La réception de Catherine Quenin en 1745 témoigne du contrôle rigoureux exercé par l’Église et la médecine sur les naissances en Provence. À cette époque, la sage-femme occupe une fonction charnière, validée par un docteur de Montpellier pour sa compétence technique et par le curé pour sa moralité. Sa capacité à administrer le baptême d’urgence est cruciale afin d’éviter que l’enfant ne meure sans sacrement, ce qui le condamnerait aux limbes. L’interdiction de faire dormir le nourrisson dans le lit parental vise spécifiquement à prévenir les cas fréquents d’étouffement accidentel durant le sommeil.

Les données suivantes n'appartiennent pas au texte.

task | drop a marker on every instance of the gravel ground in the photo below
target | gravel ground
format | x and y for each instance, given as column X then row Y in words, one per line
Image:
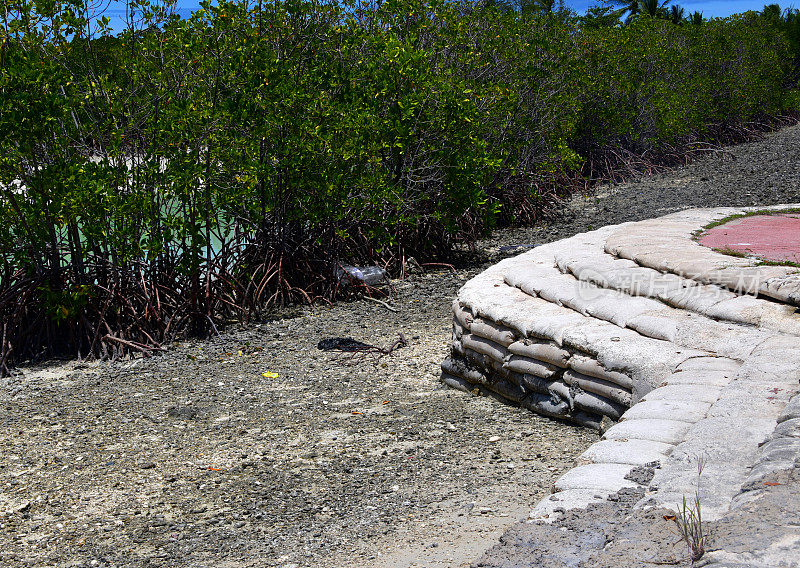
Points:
column 195, row 458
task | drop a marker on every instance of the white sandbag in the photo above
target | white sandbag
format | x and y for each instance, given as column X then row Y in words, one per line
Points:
column 458, row 330
column 484, row 346
column 493, row 332
column 598, row 386
column 459, row 368
column 462, row 316
column 547, row 352
column 520, row 364
column 590, row 367
column 588, row 420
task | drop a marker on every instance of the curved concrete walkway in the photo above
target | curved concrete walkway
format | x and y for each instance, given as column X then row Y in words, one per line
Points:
column 686, row 353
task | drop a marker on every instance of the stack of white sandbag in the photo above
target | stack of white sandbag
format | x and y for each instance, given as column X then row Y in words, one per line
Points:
column 536, row 373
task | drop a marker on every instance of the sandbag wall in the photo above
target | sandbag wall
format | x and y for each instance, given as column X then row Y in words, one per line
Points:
column 535, row 373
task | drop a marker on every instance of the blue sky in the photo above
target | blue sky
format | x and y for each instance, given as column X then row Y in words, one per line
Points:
column 709, row 8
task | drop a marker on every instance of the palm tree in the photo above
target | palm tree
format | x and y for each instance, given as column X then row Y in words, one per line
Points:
column 677, row 15
column 654, row 8
column 629, row 6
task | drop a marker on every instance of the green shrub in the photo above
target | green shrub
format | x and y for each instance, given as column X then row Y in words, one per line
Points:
column 187, row 171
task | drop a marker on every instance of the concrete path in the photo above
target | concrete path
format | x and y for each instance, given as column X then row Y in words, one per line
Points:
column 685, row 358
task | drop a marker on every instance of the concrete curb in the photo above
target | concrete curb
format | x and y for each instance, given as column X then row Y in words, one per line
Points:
column 639, row 324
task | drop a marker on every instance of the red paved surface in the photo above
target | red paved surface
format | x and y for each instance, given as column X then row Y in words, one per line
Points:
column 772, row 237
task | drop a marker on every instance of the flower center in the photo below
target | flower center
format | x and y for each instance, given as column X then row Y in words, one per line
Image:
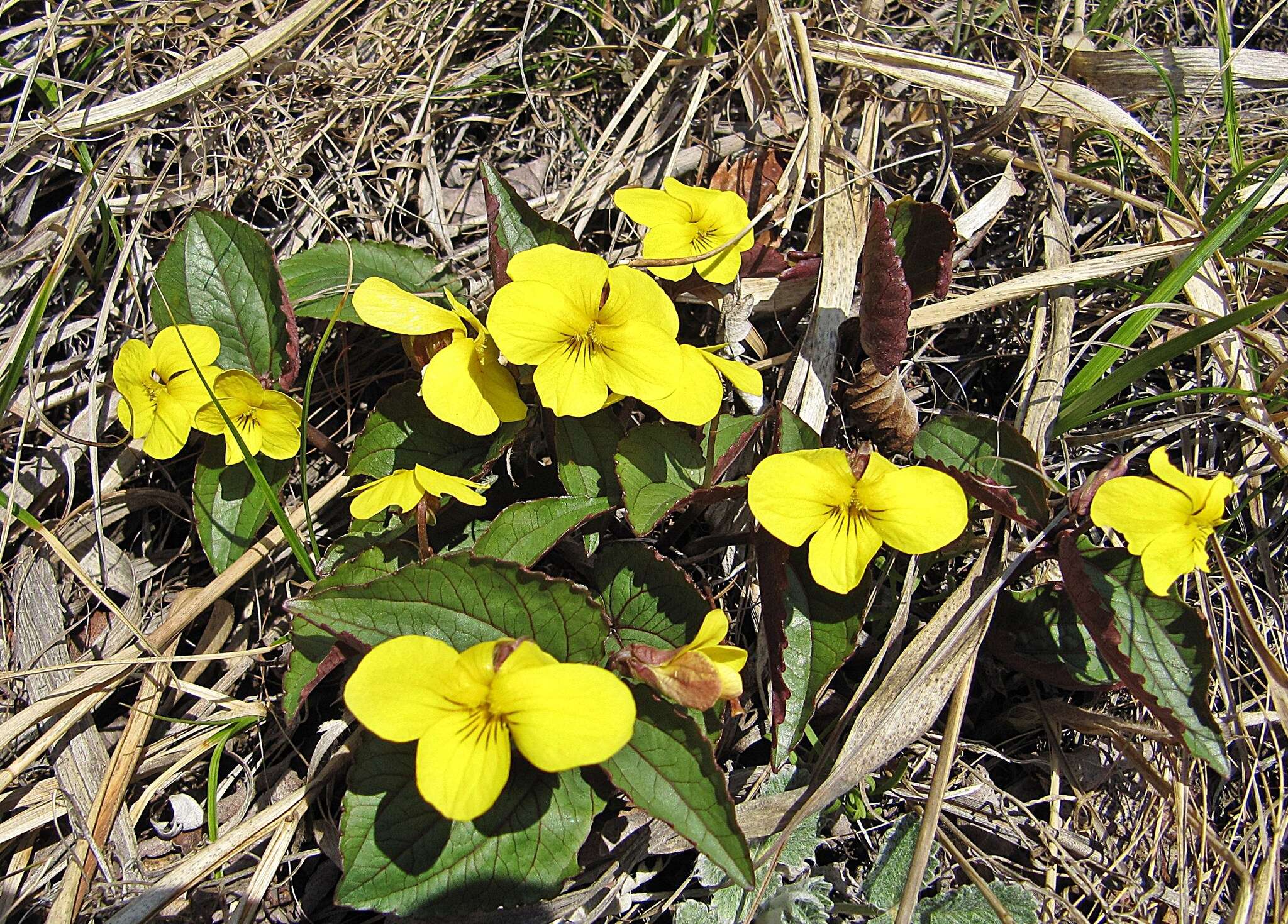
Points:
column 582, row 345
column 705, row 237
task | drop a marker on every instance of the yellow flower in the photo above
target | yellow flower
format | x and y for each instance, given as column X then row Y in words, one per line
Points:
column 699, row 674
column 1167, row 523
column 700, row 394
column 269, row 421
column 688, row 221
column 814, row 492
column 406, row 487
column 464, row 710
column 464, row 383
column 587, row 329
column 162, row 389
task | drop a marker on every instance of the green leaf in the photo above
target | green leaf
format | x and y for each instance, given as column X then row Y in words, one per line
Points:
column 968, row 905
column 584, row 449
column 822, row 631
column 513, row 226
column 794, row 432
column 658, row 465
column 221, row 272
column 733, row 434
column 647, row 597
column 991, row 449
column 670, row 771
column 316, row 277
column 1158, row 646
column 228, row 507
column 309, row 644
column 882, row 887
column 401, row 434
column 523, row 532
column 464, row 602
column 402, row 857
column 1038, row 634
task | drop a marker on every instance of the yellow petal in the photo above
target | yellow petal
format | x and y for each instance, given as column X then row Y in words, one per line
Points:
column 253, row 436
column 450, row 388
column 699, row 394
column 398, row 490
column 463, row 762
column 730, row 662
column 463, row 490
column 392, row 691
column 640, row 361
column 240, row 387
column 715, row 627
column 136, row 410
column 689, row 678
column 1172, row 554
column 169, row 430
column 391, row 308
column 532, row 321
column 742, row 377
column 720, row 211
column 652, row 207
column 633, row 296
column 577, row 275
column 572, row 383
column 280, row 425
column 1140, row 509
column 169, row 356
column 133, row 366
column 565, row 716
column 497, row 385
column 792, row 495
column 667, row 242
column 189, row 389
column 915, row 510
column 210, row 421
column 723, row 268
column 840, row 551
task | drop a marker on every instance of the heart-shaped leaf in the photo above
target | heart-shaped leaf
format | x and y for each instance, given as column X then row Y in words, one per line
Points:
column 221, row 272
column 316, row 278
column 670, row 771
column 457, row 599
column 989, row 459
column 1037, row 632
column 1158, row 646
column 401, row 434
column 513, row 226
column 822, row 631
column 648, row 599
column 228, row 507
column 658, row 466
column 523, row 532
column 584, row 449
column 402, row 857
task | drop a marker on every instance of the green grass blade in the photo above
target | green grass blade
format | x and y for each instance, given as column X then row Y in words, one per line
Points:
column 1167, row 290
column 1080, row 410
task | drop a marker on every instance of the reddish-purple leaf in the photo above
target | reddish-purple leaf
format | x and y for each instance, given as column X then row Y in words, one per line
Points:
column 1080, row 498
column 772, row 572
column 886, row 300
column 995, row 496
column 924, row 236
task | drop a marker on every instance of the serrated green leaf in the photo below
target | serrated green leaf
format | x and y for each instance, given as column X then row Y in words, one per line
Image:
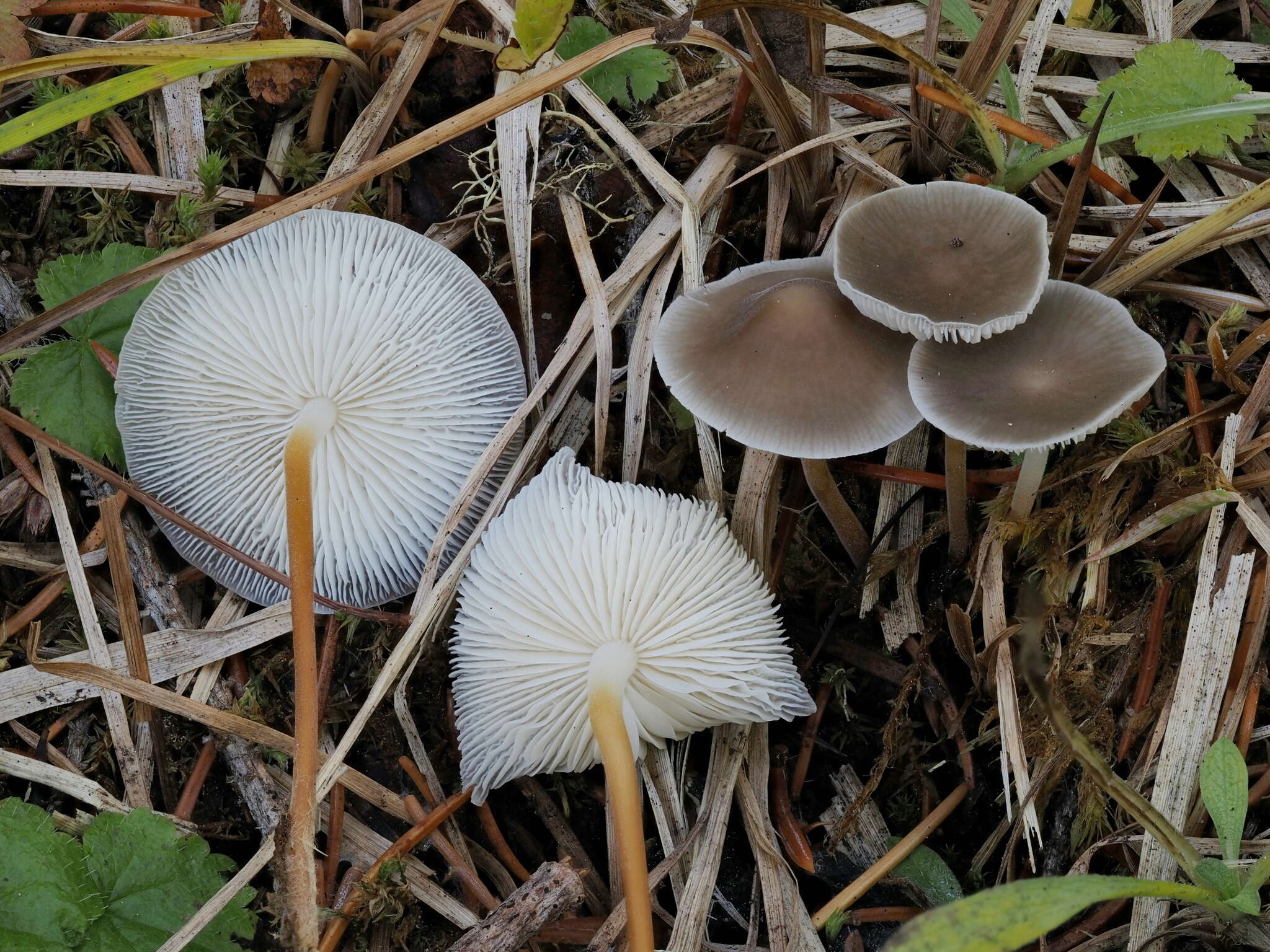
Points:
column 628, row 77
column 68, row 276
column 928, row 871
column 1166, row 77
column 1248, row 901
column 1223, row 783
column 538, row 25
column 154, row 879
column 65, row 390
column 1006, row 918
column 1219, row 876
column 47, row 901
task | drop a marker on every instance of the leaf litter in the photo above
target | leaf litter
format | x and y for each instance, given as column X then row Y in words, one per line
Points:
column 1090, row 560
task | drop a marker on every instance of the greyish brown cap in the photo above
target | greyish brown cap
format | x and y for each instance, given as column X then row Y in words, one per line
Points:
column 1076, row 364
column 776, row 357
column 946, row 260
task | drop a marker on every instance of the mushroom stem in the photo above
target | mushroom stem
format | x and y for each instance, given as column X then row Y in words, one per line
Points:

« L’an mil sept cent quarante-cinq et le dixième jour du mois de février.
Vu le certificat de Me Manson, docteur en médecine de la faculté de Montpellier du susdit jour, par lequel il constate que Catherine Quenin, veuve de Jacques Arnaud, native et habitante de cette paroisse, âgée d’environ cinquante ans, peut sans aucun risque exercer le ministère de sage-femme, l’ayant trouvée capable tant par sa théorie que par sa grande expérience depuis plus de trente ans.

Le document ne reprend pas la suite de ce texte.